We have updated our Terms of Service, Code of Conduct, and Addendum.

Cribl S3 Collector collect All the log files from S3 bucket everytime instead only new ones

Options
Dinesh Raja
Dinesh Raja Posts: 5

Hi Mates,
I'm using cribl S3 collector to collect the logs from AWS S3 bucket. S3 bucket contains logs of Akamai datastream which has the log format as below.

eg: s3://BUCKETNAME/APPNAME/ENV/ak-913478-1701139960-008071-ds.gz

ak- akamai file prefix

913478 - random string

170xxxxxxxx - EPOCH timestamp

008071 - random string

ds- file suffix

When I schedule the S3 collector to run every 15 minutes, it collects all the log files from buckets every time.

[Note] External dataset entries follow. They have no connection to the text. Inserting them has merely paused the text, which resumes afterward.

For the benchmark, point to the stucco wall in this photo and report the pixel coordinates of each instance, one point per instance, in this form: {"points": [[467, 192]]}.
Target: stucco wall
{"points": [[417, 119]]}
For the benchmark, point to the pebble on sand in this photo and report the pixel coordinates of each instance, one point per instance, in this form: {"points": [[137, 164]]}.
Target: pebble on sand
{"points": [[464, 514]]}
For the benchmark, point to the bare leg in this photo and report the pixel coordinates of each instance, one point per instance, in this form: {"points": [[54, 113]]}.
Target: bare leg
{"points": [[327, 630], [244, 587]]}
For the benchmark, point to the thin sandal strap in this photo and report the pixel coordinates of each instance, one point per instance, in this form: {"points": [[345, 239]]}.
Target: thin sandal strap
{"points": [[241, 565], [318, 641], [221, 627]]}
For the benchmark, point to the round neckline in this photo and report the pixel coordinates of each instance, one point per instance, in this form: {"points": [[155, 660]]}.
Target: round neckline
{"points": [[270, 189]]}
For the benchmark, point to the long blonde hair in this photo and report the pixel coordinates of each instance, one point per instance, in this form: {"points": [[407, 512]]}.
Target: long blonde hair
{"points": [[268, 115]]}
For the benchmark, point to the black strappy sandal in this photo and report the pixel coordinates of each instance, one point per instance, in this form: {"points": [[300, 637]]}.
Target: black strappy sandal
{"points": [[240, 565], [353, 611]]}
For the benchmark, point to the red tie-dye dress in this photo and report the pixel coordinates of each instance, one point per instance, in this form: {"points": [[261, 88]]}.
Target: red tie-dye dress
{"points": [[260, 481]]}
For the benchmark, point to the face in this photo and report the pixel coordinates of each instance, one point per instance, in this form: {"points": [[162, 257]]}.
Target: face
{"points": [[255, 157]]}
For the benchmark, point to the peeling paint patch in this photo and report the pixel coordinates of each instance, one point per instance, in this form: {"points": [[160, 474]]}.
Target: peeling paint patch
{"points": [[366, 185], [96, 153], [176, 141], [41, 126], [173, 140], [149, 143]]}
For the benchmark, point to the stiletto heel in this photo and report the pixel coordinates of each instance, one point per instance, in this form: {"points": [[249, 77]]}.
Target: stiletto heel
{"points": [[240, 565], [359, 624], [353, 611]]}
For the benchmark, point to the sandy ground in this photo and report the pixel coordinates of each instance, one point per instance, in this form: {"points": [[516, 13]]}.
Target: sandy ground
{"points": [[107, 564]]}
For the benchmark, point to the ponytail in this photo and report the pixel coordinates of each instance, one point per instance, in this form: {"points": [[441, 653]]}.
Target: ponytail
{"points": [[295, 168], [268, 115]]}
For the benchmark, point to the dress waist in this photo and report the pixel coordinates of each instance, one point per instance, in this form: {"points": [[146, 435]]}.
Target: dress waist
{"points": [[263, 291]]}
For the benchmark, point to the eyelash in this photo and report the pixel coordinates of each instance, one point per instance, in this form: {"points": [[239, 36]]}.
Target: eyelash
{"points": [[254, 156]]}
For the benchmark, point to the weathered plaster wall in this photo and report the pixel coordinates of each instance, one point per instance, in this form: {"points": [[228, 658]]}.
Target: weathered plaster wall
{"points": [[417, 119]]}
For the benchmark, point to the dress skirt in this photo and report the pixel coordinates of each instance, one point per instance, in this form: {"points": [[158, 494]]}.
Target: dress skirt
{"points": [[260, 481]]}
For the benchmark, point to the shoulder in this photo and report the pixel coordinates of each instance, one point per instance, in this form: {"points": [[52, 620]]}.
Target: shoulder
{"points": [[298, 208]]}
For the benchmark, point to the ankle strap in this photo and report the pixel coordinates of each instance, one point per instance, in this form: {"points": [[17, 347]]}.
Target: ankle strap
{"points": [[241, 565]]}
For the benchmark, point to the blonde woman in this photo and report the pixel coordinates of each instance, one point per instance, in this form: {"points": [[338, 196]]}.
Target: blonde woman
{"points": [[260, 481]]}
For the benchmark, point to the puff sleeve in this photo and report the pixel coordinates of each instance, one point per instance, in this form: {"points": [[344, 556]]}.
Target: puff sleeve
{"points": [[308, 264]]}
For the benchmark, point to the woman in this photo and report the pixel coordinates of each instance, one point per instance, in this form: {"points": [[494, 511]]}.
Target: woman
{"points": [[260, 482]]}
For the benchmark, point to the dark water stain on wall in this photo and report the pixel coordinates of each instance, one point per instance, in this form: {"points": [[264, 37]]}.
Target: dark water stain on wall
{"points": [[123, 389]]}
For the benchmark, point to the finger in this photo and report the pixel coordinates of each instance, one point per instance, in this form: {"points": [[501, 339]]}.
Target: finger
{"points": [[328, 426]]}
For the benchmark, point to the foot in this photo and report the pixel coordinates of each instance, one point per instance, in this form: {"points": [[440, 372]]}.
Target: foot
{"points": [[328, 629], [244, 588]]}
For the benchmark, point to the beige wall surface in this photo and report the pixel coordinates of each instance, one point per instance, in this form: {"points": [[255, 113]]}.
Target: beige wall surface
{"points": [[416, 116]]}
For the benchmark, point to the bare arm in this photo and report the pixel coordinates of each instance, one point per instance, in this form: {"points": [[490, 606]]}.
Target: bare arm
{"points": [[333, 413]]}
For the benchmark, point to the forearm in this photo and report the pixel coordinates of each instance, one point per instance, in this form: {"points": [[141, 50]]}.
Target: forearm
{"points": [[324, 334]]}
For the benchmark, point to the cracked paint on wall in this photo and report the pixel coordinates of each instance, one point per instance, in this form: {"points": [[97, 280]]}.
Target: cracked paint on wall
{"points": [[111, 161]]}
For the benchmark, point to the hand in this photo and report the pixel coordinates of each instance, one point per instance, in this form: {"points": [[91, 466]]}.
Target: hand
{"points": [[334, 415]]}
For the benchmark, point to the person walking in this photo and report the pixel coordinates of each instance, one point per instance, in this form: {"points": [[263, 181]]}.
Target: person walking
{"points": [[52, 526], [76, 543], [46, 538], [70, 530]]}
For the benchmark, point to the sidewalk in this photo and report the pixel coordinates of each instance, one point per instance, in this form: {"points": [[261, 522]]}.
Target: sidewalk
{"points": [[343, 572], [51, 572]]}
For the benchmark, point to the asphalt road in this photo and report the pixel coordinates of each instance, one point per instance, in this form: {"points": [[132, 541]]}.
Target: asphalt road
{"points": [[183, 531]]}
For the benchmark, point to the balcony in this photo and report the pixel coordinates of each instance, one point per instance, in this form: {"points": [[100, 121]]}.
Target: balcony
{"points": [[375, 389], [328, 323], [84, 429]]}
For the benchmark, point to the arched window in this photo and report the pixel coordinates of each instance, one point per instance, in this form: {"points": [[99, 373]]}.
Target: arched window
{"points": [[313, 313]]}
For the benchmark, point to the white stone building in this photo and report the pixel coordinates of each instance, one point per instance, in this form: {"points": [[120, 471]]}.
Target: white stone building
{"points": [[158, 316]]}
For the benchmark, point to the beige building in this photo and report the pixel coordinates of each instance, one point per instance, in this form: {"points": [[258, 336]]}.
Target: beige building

Looking for a suggestion, how do I collect only the new files from S3 not all the files every time.

Answers

  • Brendan Dalpe
    Brendan Dalpe Posts: 201 mod
    Options

    Hi @Dinesh Raja, what does the epoch timestamp in the filename represent? When the file was created? The first event timestamp? If you can provide this info, we can help with a solution.

  • Dinesh Raja
    Dinesh Raja Posts: 5
    Options

    Hello @Brendan Dalpe
    Thanks for the response. Yes, the epoch timestamp represents "file creation time" .

  • Paul Dott
    Paul Dott Posts: 33 ✭✭
    Options

    @Dinesh Raja, you can use a path extractor in the Collector to set _time on the filename.

    https://docs.cribl.io/stream/collectors-s3/#path-extractors

    Something like this should work for you based on this path:

    s3://BUCKETNAME/APPNAME/ENV/ak-913478-1701139960-008071-ds.gz

    Path: /${appname}/${env}/${file}
    Token: file
    Extractor Expression: {"_time": value.match(/ak-\d+-(\d+)-\w+/)[1]}

    This is making some assumptions that the file path is consistent, but should help get you going in the right direction. With _time set to the filename, the earliest/latest in your collection job has something to key off and won't need to grab all files. Hope this helps.